Surat kabar Independent yang menulis artikel tentang hasil temuan FCC menyebutkan, pemerintah Bush telah memproduksi pemberitaan-pemberitaan yang dikemas dalam apa yang mereka sebut sebagai Video News Releases (VNRs). Isi pemberitaan kebanyakan tentang kesuksesan AS di Irak, yang kemudian ditayangkan oleh sejumlah stasiun televisi AS. Namun stasiun televisi yang bersangkutan tidak menyebutkan dari mana sumber pemberitaan itu dan membuatnya seolah-olah hasil liputan kru televisi sendiri.
Diana Farsetta, seorang peneliti di Center for Media and Democracy mengatakan, pemerintah sangat pandai dalam membuat pemberitaan seolah-olah pemberitaan itu adalah hal yang nyata dan membuat laporan-laporan untuk televisi yang terlihat seperti hasil buatan stasiun televisi yang bersangkutan.
"Saya ingin mengatakan bahwa ini agak sedikit luar biasa. Gambaran yang kami temukan ternyata lebih buruk dari yang kami bayangkan ketika kami melakukan investigasi dalam hal seberap luas pemberitaan-pemberitaan (VNRs) ini disebarluaskan dan seberapa sering paket-paket berita rekayasa itu ditayangkan," ujar Farsetta.
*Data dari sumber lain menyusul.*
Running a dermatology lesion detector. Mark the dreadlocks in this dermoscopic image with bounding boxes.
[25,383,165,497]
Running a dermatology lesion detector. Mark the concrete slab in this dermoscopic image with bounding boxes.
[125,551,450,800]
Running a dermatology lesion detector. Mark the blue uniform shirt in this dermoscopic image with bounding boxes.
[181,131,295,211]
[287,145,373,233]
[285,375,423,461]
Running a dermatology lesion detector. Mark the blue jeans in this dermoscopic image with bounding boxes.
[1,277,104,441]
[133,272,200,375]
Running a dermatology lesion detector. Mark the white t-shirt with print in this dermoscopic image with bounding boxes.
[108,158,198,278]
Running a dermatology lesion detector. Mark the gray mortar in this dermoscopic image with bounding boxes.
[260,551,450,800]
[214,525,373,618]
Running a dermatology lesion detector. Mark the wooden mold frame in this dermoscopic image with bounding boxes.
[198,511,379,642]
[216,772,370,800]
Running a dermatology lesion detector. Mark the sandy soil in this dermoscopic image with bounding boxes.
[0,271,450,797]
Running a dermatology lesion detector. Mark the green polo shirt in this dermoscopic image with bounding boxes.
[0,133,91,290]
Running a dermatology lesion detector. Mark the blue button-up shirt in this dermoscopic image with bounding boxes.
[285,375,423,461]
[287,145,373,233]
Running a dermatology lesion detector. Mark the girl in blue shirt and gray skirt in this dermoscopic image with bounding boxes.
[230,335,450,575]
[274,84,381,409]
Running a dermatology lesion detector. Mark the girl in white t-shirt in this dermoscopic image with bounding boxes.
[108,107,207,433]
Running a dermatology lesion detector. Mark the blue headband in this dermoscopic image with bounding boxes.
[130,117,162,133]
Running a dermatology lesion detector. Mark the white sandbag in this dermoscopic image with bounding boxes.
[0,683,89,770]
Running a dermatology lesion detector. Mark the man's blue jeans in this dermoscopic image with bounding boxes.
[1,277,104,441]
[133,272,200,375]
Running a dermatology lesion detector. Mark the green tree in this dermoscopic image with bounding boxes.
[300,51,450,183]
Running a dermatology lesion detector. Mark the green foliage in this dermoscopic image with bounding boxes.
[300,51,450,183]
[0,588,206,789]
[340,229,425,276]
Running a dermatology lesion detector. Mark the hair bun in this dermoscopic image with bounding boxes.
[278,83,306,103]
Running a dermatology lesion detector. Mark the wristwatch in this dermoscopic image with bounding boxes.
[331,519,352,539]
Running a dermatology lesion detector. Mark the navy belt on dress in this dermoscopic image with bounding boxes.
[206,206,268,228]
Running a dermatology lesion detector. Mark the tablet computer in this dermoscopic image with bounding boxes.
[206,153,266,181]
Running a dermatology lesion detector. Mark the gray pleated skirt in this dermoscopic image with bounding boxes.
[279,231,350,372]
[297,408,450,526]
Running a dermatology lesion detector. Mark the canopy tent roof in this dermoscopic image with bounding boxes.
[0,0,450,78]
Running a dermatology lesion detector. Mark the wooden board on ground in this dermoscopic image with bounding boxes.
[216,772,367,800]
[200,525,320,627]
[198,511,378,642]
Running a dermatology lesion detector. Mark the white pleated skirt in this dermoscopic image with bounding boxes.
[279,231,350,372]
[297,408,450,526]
FCC sendiri sudah mengingatkan para pekerja televisi bahwa mereka berkewajiban untuk menginformasikan pada pemirsa, siapa yang mensponsori paket berita tersebut. Setiap pelanggaran terkait dengan kewajiban tersebut diancam hukuman denda maksimum 32.500 dollar.
Di antara berita-berita rekayasa yang dibuat oleh pemerintah untuk konsumsi stasiun televisi AS adalah berita yang menayangkan seorang warga Irak-Amerika di kota Kansas yang terlihat mengatakan "Terima kasih Bush. Terima kasih AS" saat dimintai komentarnya tentang kejatuhan kota Baghdad oleh pasukan AS pada 2003.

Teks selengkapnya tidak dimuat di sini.